防災部門(防災力の向上)
佳作
マンションの「防災活動」について
日本ハウズイング株式会社 札幌南支店
山村翼様
背景
- 戸数150戸、棟数4棟の団地管理組合。戸数が多いため、町内会がマンション内単独で存在しています。管理組合と町内会での合同行事が多くあり、住民同士でのコミュニケーションがよくとれているマンションです。

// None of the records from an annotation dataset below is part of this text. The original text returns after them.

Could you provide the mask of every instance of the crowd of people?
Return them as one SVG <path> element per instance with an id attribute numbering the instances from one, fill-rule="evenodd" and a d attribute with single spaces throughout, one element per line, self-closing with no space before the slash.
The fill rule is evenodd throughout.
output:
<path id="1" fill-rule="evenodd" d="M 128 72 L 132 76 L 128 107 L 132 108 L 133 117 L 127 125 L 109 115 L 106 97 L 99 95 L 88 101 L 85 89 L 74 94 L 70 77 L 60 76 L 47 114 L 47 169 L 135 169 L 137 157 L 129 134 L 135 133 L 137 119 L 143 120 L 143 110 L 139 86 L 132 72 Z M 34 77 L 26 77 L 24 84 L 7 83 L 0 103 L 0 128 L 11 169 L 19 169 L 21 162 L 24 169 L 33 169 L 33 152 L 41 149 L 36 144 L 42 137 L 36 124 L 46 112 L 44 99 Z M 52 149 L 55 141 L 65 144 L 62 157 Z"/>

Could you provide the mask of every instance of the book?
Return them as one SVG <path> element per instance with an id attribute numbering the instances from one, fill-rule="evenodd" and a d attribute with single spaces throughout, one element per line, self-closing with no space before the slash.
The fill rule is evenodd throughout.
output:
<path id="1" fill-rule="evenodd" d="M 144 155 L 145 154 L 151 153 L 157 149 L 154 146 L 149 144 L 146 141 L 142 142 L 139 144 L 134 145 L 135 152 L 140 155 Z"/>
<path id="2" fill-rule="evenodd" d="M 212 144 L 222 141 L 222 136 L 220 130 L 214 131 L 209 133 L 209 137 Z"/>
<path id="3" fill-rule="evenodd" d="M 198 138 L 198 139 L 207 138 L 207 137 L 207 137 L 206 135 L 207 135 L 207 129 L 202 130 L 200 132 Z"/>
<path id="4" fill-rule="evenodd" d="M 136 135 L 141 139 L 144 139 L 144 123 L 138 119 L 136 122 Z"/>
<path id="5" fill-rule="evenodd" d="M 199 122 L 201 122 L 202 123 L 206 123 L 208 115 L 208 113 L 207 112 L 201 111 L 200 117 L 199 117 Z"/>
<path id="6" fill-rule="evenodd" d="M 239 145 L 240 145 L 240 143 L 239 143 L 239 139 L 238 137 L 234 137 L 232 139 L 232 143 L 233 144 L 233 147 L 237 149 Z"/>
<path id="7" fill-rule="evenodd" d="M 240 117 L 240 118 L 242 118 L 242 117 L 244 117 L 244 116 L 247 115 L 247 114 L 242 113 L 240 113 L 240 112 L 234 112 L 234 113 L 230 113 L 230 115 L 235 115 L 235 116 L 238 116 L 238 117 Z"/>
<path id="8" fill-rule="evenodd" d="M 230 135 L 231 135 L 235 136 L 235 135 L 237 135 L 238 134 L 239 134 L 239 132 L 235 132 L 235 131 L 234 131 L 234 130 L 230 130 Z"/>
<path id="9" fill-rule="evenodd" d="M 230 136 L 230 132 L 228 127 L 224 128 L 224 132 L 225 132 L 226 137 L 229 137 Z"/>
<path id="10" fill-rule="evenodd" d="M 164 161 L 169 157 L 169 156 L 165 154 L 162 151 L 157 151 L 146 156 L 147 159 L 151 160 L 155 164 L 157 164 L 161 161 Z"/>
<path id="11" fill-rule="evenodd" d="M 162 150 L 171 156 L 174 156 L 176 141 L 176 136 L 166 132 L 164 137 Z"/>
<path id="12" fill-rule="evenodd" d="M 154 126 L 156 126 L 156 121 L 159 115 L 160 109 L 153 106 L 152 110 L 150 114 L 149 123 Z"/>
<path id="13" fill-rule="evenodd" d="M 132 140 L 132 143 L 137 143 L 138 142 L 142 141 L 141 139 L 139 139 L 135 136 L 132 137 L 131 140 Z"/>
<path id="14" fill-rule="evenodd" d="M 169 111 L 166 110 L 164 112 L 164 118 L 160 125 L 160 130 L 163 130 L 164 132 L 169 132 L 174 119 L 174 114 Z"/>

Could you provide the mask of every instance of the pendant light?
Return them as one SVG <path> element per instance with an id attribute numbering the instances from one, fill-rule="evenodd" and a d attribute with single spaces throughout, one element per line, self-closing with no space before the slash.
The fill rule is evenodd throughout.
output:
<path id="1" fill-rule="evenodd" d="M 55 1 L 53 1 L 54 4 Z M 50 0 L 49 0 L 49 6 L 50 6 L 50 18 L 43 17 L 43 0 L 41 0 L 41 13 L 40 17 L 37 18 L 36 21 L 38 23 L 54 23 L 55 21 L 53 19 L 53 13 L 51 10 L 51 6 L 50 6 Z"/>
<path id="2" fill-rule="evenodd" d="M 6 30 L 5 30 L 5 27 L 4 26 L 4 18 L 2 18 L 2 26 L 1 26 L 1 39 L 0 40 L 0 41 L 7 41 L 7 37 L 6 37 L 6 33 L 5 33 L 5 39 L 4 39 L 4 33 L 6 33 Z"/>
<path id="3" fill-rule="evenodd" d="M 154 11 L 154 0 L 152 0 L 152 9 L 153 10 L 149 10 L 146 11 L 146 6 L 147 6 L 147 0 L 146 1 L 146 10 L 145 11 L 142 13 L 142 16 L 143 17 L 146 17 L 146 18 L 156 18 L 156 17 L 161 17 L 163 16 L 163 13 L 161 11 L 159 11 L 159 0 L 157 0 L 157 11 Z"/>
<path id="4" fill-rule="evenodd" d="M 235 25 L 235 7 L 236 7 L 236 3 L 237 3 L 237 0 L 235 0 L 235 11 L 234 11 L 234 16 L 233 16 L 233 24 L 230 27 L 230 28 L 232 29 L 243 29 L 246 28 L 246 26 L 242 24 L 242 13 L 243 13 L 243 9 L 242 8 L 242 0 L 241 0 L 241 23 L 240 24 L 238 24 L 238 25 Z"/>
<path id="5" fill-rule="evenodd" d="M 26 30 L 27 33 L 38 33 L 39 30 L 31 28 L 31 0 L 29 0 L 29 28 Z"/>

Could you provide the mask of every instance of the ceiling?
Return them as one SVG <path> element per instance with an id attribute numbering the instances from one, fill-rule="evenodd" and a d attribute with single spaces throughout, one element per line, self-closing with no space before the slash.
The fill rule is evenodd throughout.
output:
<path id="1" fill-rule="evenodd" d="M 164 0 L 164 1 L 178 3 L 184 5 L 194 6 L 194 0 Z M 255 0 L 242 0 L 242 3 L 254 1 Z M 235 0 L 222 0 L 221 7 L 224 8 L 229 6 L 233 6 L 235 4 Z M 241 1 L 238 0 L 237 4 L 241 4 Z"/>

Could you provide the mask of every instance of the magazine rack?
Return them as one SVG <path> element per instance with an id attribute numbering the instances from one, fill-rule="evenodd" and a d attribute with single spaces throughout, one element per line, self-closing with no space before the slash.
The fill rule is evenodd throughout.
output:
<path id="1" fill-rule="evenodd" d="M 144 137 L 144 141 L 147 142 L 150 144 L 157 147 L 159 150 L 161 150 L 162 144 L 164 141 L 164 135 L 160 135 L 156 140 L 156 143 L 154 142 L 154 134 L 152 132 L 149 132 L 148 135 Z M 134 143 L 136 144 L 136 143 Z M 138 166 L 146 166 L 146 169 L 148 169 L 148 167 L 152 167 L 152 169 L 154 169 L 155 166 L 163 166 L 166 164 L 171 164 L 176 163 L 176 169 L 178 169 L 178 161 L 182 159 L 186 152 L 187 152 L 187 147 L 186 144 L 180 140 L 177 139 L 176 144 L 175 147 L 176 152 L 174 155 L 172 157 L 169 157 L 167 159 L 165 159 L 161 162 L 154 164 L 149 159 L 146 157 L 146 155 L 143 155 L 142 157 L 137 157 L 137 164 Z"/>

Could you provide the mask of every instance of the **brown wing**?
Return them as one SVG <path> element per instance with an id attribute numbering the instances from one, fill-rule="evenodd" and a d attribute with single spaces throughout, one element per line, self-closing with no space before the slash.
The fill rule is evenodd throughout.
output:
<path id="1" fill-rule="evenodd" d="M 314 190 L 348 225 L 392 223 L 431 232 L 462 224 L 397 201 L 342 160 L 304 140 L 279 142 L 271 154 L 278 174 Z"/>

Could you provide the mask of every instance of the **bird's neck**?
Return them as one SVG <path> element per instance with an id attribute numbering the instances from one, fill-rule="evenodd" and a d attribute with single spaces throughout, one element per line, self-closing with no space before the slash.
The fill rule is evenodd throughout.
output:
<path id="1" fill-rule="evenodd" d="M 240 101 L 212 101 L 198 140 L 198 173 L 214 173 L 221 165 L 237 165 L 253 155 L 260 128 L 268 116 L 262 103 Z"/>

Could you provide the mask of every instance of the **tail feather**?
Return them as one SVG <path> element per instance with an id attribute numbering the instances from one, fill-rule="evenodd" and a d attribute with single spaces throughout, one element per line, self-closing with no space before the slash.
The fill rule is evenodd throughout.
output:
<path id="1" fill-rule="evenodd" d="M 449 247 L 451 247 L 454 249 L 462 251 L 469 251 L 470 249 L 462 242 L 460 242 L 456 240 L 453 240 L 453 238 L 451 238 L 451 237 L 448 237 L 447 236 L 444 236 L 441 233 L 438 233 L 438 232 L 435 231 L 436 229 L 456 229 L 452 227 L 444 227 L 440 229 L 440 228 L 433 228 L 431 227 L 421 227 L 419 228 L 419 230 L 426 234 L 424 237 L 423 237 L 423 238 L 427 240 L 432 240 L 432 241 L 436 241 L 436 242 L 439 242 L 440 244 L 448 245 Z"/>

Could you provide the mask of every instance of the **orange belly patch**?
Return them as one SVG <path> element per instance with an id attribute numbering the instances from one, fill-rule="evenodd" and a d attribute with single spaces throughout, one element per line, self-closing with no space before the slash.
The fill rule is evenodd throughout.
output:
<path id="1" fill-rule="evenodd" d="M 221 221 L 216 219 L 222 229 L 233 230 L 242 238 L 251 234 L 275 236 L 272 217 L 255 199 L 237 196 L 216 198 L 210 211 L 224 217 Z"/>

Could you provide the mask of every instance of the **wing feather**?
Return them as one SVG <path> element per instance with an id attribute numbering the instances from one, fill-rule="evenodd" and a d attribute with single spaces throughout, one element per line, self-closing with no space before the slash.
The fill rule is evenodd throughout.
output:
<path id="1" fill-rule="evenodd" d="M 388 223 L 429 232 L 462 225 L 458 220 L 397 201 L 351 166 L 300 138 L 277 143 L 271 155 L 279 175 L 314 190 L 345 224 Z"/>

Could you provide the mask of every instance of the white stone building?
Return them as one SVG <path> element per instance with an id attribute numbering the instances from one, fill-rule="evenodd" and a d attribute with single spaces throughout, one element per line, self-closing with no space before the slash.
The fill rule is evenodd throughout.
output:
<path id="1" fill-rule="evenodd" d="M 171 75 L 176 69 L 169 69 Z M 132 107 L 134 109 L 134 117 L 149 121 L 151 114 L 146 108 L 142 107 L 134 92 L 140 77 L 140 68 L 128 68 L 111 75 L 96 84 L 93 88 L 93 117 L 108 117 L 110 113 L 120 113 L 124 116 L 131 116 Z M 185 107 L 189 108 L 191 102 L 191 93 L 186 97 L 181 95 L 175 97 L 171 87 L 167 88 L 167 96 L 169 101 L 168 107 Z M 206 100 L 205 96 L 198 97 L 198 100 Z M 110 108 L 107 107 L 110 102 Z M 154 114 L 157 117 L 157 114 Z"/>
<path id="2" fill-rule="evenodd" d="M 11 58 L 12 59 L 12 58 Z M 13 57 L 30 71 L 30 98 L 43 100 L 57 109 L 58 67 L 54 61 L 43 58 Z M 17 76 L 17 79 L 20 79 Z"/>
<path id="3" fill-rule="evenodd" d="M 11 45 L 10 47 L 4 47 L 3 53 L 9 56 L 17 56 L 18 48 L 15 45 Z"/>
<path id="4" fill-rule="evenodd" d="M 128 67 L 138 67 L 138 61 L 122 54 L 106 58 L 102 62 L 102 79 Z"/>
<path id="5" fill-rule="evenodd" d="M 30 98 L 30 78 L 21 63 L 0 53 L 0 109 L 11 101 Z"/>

- 2018年の胆振東部地震により、道内に大規模な停電が発生。当マンションは受水槽を用いた給水方式のため、断水となったことを受け、今後の対策について管理組合・町内会にて協議しました。
目的
- 道内で起こった大停電による断水を受けて、今後停電が発生しても水の供給が確保できるようにすること。その他の災害対策も併せて考えることを目的としました。
実施内容〈バリューアップ〉
停電時の断水対策
まず、敷地内の散水栓の一部を水道本管から直接分岐させる工事を行い、停電時の断水対策をとりました。当マンションは基本的に受水槽方式を利用しているため、停電があった際はポンプが稼働せず給水ができません。地震の際もそれで断水となってしまったのです。そこで、被災時には集会室がある管理棟を居住者が利用できるように、道路側から入っている水道本管から直接配管を分岐させ、単独で水道本管から集会室に繋げるようにしました。そうすることで、停電があった際でも集会室は給水を確保することができるようになりました。
発電機を購入
管理組合でインバーター式、容量4.2Lの発電機を1台購入し、携帯電話の充電等を集会室でできるようにしました。
その他の対策
災害時における対策として特に注力していたのが、マンション内の身障者や高齢者の避難誘導です。管理組合と町内会が共同して「防災自主活動組織」を結成。管理組合理事長を中心に組織を「連絡・給食部」「避難・救出部」「消火部」の3つに分けました。マンション内の高齢者や身障者を把握するため、緊急連絡先や居住者名簿の確認、また本人へのヒアリングで名簿を作成。避難訓練時には班ごとに声をかけ、実践的な避難訓練を行っています。
結果
- 散水栓の分岐工事によって、停電時でも直接水道本管から管理棟に給水できるようになったこと、また発電機の購入で、災害時は集会室がある管理棟に集まり、水と電気が確保できるめどが立ちました。
- 管理組合と町内会共同の「防災自主活動組織」ができ、それぞれの役割を明確にしたことで、機能的に活動ができています。
苦労した点・工夫した点
- 避難時に特に手助けが必要な高齢者や身障者の把握については、あらかじめ持っていた緊急連絡先や居住者名簿だけでなく、本人からヒアリングするなどして、詳細な情報収集に努めました。行事等で住民同士の交流が図れているからこそできたことだと思います。